You need a type of steel that flexes, but that is hard enough to resist flexing. If it's very hard, it'll resist a ton of force; but when you apply it, it'll shatter. If it's soft, you can bend it up until it breaks. If it's hard, but flexible, it'll bend and stretch under excessive force at its weakest points, requiring much more energy to defeat. It might take 0.95 tons instead of 1 ton, but it'll take 0.95 tons applied consistently, enough to force a permanent deformation, and over a longer reach. Further, the metal will be harder to force into fatigue, meaning you might completely mangle the lock without actually breaking it--if the clasp holds.

And, still, it has to resist cutting, sawing, refrigerants, impact, and compression attacks (bolt cutters). I'm not saying you can't take out boron carbide steel with a rotary tool and cutting disc; but you're going to need a stack of cutting discs and about 10-20 minutes depending on steel quality and thickness. Bolt cutters? Literally, you're talking about an explosion here, you're going to need 30,000 pounds of force.
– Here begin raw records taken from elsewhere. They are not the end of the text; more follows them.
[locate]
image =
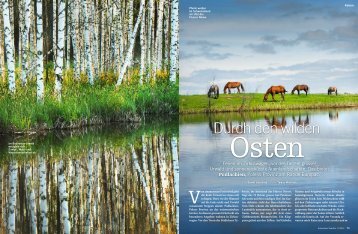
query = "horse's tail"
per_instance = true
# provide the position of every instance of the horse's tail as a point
(242, 87)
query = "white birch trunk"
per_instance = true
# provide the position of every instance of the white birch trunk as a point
(12, 197)
(9, 46)
(54, 29)
(174, 144)
(130, 18)
(143, 50)
(39, 48)
(93, 20)
(74, 15)
(60, 49)
(62, 190)
(159, 39)
(129, 54)
(174, 41)
(31, 198)
(43, 195)
(24, 39)
(87, 43)
(150, 37)
(167, 6)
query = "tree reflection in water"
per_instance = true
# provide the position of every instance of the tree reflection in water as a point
(105, 186)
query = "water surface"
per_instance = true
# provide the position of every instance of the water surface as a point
(334, 150)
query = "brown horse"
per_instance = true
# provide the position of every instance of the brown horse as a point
(275, 90)
(299, 88)
(276, 122)
(332, 90)
(232, 85)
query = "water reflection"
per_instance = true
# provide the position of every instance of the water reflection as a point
(98, 180)
(329, 162)
(276, 121)
(333, 115)
(301, 121)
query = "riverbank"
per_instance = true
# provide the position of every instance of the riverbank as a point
(84, 105)
(254, 102)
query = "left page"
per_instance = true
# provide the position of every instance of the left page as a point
(88, 116)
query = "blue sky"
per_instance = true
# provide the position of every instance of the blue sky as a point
(263, 43)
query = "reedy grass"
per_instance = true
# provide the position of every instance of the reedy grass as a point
(254, 102)
(81, 102)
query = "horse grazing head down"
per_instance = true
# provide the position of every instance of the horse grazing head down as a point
(213, 92)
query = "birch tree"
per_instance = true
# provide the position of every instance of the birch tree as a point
(24, 39)
(9, 46)
(129, 54)
(39, 48)
(150, 36)
(174, 145)
(86, 43)
(159, 38)
(60, 48)
(174, 41)
(143, 50)
(73, 17)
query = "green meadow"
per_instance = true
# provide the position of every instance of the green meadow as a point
(254, 102)
(83, 104)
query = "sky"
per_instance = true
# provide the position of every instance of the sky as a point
(270, 42)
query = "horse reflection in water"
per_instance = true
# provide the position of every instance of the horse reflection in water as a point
(230, 127)
(105, 189)
(276, 122)
(301, 121)
(333, 115)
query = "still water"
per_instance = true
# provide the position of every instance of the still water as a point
(111, 179)
(334, 151)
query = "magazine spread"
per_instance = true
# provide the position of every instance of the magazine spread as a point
(268, 138)
(168, 116)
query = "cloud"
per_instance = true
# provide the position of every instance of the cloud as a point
(339, 39)
(281, 42)
(341, 73)
(262, 48)
(203, 48)
(291, 8)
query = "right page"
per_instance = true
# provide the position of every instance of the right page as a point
(268, 116)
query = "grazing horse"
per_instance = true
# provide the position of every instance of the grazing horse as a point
(332, 90)
(232, 85)
(275, 90)
(213, 92)
(299, 88)
(276, 122)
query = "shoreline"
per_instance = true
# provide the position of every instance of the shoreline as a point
(240, 103)
(42, 129)
(204, 111)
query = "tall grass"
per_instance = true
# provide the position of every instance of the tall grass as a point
(254, 102)
(83, 104)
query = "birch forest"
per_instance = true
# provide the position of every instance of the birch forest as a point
(99, 184)
(62, 56)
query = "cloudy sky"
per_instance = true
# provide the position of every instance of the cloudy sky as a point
(270, 42)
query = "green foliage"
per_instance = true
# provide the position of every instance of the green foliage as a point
(83, 102)
(254, 102)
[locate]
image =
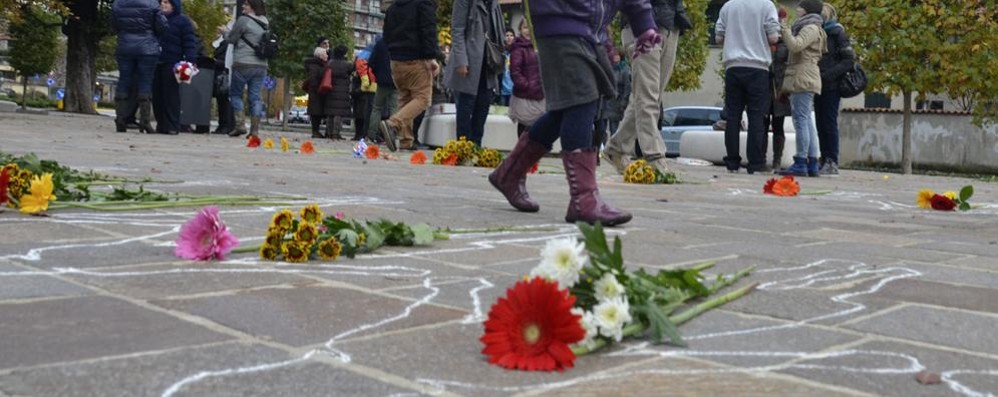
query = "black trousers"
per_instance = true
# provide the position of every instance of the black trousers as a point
(166, 99)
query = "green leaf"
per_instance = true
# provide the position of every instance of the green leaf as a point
(422, 234)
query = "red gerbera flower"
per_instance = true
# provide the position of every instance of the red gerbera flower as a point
(942, 203)
(530, 329)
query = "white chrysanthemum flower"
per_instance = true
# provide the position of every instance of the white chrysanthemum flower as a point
(607, 288)
(561, 261)
(611, 316)
(588, 323)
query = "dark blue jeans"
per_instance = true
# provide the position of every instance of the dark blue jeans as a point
(137, 70)
(473, 111)
(746, 89)
(826, 113)
(573, 125)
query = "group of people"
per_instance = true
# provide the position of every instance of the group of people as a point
(154, 36)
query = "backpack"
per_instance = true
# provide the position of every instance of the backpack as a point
(268, 45)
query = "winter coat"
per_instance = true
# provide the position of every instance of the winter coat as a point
(525, 69)
(139, 24)
(586, 18)
(338, 103)
(840, 57)
(411, 30)
(802, 68)
(314, 68)
(178, 43)
(474, 20)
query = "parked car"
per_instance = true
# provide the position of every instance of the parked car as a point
(298, 114)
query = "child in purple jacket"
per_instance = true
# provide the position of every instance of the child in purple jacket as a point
(575, 74)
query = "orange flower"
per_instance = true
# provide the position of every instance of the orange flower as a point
(786, 187)
(418, 158)
(307, 147)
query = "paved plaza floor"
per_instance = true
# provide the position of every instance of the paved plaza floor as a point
(859, 291)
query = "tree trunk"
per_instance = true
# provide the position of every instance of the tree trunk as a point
(81, 57)
(906, 135)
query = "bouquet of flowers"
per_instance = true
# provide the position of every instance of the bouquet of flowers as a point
(948, 201)
(184, 71)
(580, 298)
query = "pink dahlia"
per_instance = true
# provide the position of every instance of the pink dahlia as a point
(205, 237)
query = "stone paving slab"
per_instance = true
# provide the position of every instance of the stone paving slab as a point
(88, 327)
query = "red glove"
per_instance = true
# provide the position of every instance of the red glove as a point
(644, 43)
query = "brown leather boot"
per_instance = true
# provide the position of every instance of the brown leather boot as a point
(510, 178)
(586, 204)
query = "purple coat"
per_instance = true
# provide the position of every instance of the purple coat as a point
(587, 18)
(525, 70)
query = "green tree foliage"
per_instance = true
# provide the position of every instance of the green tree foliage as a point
(35, 38)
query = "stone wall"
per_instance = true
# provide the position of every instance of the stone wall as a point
(939, 140)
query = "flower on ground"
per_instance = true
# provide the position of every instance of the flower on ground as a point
(607, 287)
(39, 195)
(282, 221)
(311, 214)
(942, 203)
(307, 148)
(588, 323)
(611, 316)
(205, 237)
(418, 158)
(295, 252)
(561, 261)
(372, 152)
(532, 327)
(330, 249)
(924, 199)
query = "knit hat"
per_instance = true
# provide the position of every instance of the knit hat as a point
(812, 6)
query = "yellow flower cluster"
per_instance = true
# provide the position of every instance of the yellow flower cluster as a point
(639, 171)
(304, 237)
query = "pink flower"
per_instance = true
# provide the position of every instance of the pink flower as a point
(205, 237)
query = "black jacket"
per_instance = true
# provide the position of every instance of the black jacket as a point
(839, 59)
(411, 30)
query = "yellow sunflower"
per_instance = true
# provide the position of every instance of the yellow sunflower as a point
(40, 195)
(330, 249)
(311, 214)
(924, 199)
(295, 252)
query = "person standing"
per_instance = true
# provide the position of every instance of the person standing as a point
(178, 43)
(248, 69)
(477, 31)
(386, 98)
(527, 104)
(651, 76)
(411, 36)
(138, 23)
(746, 29)
(575, 73)
(839, 59)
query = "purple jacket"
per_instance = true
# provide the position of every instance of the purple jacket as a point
(587, 18)
(525, 70)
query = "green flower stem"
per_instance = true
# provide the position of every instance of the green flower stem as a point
(678, 319)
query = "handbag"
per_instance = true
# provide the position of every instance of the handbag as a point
(326, 84)
(853, 82)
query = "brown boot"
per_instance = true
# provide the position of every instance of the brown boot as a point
(510, 178)
(586, 204)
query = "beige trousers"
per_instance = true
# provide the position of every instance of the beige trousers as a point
(651, 73)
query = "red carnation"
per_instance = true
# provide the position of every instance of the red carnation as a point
(942, 203)
(530, 329)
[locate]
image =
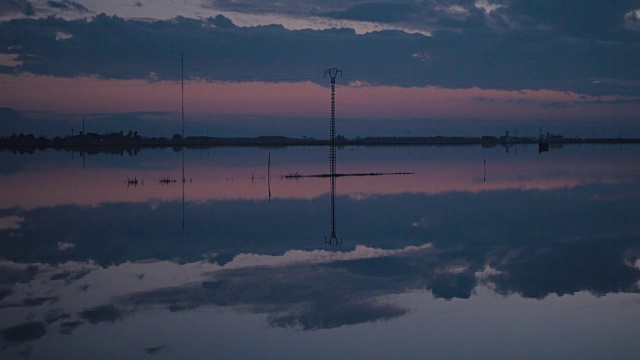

This won't happen with steel useful for U-locks. They might resist bolt cutters, but not quite as well. They'll resist sawing, not quite as well as harder steel, but well enough. Cutting disc? Short work, the metal's going to peel off. Bottle jack? Hammers? Oh yeah, the steel actually flexes instead of shattering, so even if you overcome its strength, you've ... managed to dent it. Slightly. Good job. High-hardness carbide steel will likely just break the hammer, but shatter under bottle jack pressure.

It turns out you need different tools to crack different locks.